Making biweekly payments this way will save you an impressive amount of money in interest. You will build equity faster. You'll pay off your loan sooner usually around 23 years on a 30 year mortgage. It also makes mortgage payments easier to budget especially if your paycheck is biweekly or weekly.
The chart below illustrates typical savings on a $100,000 mortgage.
| Compare |
Monthly Payment |
Biweekly Payment |
| Principal Balance |
$100,000 |
$100,000 |
| Annual Percentage Rate* |
7.25% |
7.25% |
| Principal + Interest Payments |
$682.18 |
$341.09 |
| Term in Years |
30 |
23.4 |
| Total Interest |
$145,580.04 |
$107,443.93 |
| Interest Savings |
$0 |
$ 38,136.11 |
* This rate is for illustration purposes. Current rates may vary.

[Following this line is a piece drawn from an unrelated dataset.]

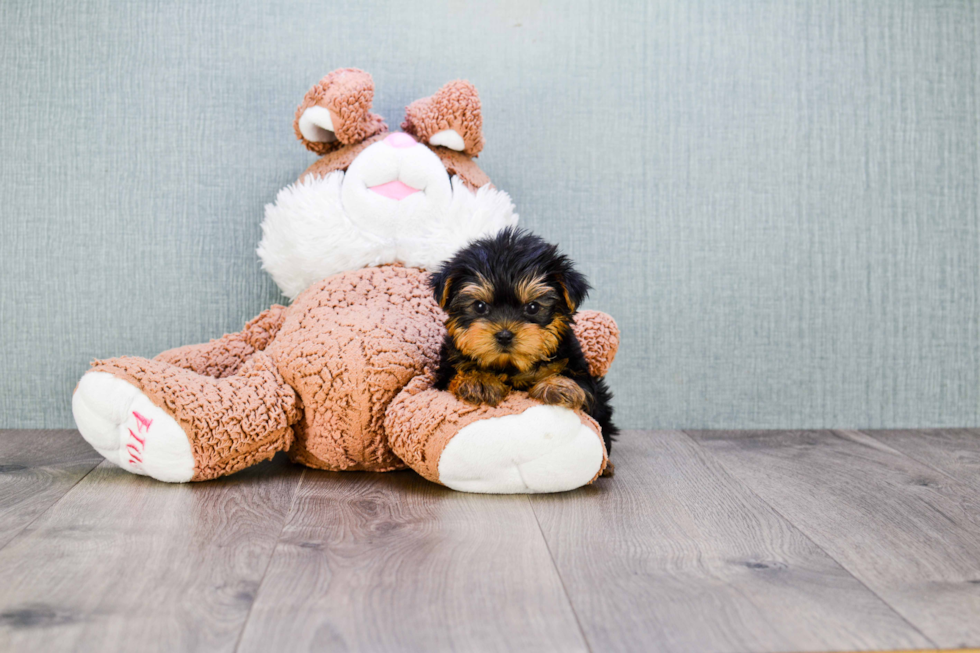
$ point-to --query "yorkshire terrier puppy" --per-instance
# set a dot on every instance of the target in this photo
(511, 301)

Biweekly mortgages are typically fixed rate. At DCU, they're available in 15, 20, and 30 year terms on fixed-rate Conventional and Jumbo Mortgages. Automatic payment by transfer from your DCU savings or checking account is required.
Can't I just make more principal payments?
Yes, you can make extra payments toward your principal; however, research shows that even among those who have good intentions, more than 90% do not make these extra payments on a consistent basis. The biweekly payment provides the discipline and structure that can help save you thousands.
Not all biweekly mortgages are equal
The true biweekly is automatically designed to help you pay off your loan sooner. When you are shopping for a biweekly, consider the following.
- Make sure you don't have to pay a higher rate for choosing a biweekly mortgage. DCU does not charge a higher rate, but most lenders do.
- Find out if there is an extra fee for going biweekly. You should not have to pay one.
- Ask when the mortgage is actually scheduled to be paid off. If you choose a 30-year biweekly and it pays off in 30 years, it's not a true biweekly. The lender is just amortizing the loan over 26 payments per year instead of a normal monthly payment divided in half that's paid every two weeks. All you would get otherwise is a more convenient payment schedule.